Identity Access Management (IAM)

• manage users and level of access to the console
• shared access, granular permissions, Identity Federation
• MFA, password rotation policy
• temporary access for users, if necessary
• PCI DSS compliance
• key terms: Users, Groups, Policies (made from polici documents, JSON), Roles
• custom sign in domain
• IAM settings are all global, does not apply to regions
• best practice is to not directly use root account/”god mode”
• roles - allow one service to use another service e.g.

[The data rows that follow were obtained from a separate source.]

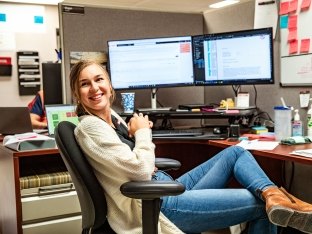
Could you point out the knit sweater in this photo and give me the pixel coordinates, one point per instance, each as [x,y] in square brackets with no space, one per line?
[114,163]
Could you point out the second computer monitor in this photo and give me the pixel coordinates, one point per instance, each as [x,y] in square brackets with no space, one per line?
[151,62]
[234,58]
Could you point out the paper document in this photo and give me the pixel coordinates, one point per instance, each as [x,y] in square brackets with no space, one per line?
[258,145]
[305,153]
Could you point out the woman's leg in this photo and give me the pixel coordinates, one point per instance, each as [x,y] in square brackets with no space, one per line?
[205,206]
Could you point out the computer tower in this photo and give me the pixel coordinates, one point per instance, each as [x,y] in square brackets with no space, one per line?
[52,83]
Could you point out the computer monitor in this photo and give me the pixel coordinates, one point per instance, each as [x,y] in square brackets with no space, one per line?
[234,58]
[151,63]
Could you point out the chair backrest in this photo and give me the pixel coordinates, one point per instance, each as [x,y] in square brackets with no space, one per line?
[90,193]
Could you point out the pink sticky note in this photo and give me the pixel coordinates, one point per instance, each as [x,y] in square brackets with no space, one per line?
[293,5]
[292,21]
[305,46]
[292,34]
[284,8]
[293,47]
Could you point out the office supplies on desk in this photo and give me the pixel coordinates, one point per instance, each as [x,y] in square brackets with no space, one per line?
[28,141]
[177,132]
[58,113]
[189,134]
[14,120]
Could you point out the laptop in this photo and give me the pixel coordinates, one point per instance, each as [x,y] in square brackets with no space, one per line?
[14,120]
[58,113]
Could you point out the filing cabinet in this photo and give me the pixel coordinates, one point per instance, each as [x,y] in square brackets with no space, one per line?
[28,70]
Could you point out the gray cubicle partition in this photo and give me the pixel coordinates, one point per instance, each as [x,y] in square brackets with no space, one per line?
[88,28]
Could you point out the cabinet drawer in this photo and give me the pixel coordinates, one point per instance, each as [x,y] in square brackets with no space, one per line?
[70,225]
[49,206]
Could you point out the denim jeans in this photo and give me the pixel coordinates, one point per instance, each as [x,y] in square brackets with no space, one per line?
[208,204]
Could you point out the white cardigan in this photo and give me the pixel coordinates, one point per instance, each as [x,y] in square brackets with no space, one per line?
[115,163]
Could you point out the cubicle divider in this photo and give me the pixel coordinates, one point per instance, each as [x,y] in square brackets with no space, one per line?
[88,28]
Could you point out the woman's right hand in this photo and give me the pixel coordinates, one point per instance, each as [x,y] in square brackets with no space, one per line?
[137,122]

EC2 instance can use S3
• new users have NO permissions when created
  • key and secret ID assigned for programmatic access
  • user/password for console access, different than keys mentioned above
  • only visible once, make sure not to loose them
• always setup MFA on your root account
• password policies and rotation can be configured
• policies can be AWS or customer-managed
• CloudWatch can manage/create billing alarms
• SAML can give you federated SSO to AWS

IAM Roles

• ec2 instance -> Attach/Replace IAM Role
• roles are more secure than just storing your access key + secret access key
• roles are easier to manage
• can be assigned after the instance is created and are GLOBAL (universal)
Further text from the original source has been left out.